I slipped into Kavi Gupta last week to check out Susan Giles‘ new show, Buildings and Gestures. I’d seen some of the promotional shots and remembered her sculptures from last year’s NEXT fair and had been expecting some average sized memory based sculptures, the kind of architectural combinations that show off the novelty of form removed from practicality that I’d heard about.
And had the side room been the only space, I would have been pretty much right – Giles’ works there were well crafted paper sculptures were awesome in form and detail. They looked to have been as much fun to design and build as they were to look at (maybe more-so) and were plenty smart, but as demonstrations of the artist’s ideas about the power of architecture on the mind, they would have gotten stuck in form.
They would have needed something else to really activate Giles’ structural/deep structural content, like maybe a giant shapeless cardboard and wood spacial installation with a completely appropriate and engaging video piece projected inside of it.

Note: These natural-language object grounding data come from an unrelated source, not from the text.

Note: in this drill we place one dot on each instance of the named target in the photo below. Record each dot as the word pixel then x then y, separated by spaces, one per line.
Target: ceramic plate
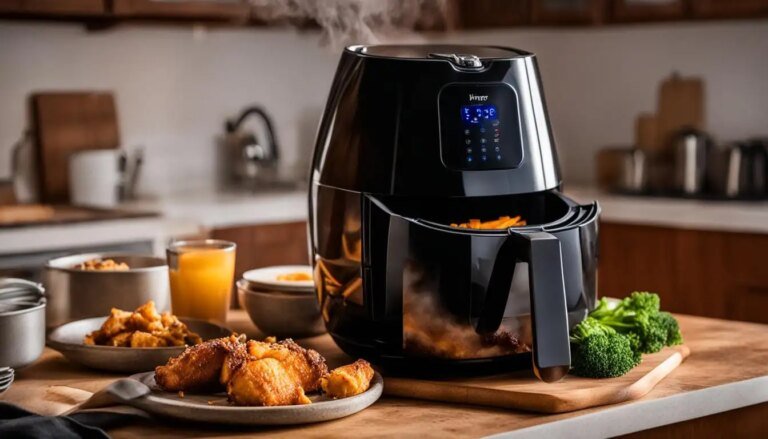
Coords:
pixel 68 339
pixel 267 278
pixel 214 408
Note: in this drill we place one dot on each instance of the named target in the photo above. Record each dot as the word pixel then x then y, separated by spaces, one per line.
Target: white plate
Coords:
pixel 68 339
pixel 196 407
pixel 267 277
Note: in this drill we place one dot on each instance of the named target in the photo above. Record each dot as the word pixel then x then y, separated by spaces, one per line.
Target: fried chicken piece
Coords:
pixel 306 366
pixel 141 339
pixel 350 380
pixel 266 382
pixel 114 325
pixel 122 339
pixel 146 318
pixel 233 362
pixel 198 367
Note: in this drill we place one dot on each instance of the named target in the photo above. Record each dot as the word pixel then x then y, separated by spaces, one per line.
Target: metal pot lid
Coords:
pixel 440 51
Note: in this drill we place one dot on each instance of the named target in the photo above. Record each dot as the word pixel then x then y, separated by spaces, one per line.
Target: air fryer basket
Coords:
pixel 446 283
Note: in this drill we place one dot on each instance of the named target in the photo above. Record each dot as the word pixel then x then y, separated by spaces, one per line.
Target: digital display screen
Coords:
pixel 474 114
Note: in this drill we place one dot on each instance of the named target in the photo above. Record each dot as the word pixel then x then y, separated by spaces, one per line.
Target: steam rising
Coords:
pixel 429 329
pixel 347 22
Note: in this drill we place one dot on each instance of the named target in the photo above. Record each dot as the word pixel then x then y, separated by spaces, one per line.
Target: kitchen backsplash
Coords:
pixel 175 86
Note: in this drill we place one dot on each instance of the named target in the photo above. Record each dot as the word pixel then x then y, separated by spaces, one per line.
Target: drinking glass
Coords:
pixel 201 276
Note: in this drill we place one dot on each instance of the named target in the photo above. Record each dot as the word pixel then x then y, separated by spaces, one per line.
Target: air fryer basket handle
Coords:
pixel 549 315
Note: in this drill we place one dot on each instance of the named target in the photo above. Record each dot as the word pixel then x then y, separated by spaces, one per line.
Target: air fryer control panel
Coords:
pixel 480 127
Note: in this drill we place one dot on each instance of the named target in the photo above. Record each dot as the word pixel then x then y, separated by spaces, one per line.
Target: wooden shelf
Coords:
pixel 713 9
pixel 634 11
pixel 52 8
pixel 195 10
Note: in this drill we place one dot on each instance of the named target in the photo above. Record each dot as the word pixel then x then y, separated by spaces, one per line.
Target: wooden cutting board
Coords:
pixel 681 105
pixel 67 122
pixel 521 390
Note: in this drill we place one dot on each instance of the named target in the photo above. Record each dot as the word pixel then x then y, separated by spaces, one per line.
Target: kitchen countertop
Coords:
pixel 728 216
pixel 710 381
pixel 189 214
pixel 181 215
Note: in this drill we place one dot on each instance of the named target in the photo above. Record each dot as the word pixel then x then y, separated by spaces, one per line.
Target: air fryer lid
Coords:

Standing inside of the sculpture and watching the video, where figures gestured and swept while describing monuments they’d seen, I felt part of the feedback loop I think Giles was aiming for. How would I describe this weird moment, or this weird thing I was standing in? By shape or by function, by its representation or meaning, or by my experience of it? Would an architect describe it differently? If Frank Gehry’s big sweeping forms on the Jay Pritzker Pavilion really do help with the acoustics, can they still be called post-structuralist?
Call it a narrow field of attention, but sometimes I have a hard time thinking about concepts like memory and the psychic impact of monumental architecture while looking at things that are really cool to look at. Pulling off that kind of simultaneity isn’t an easy thing to do, but Buildings and Gestures managed it; I thought Giles brought out her ideas very well and smoothly despite a potentially distracting high craft coolness factor in all of her works.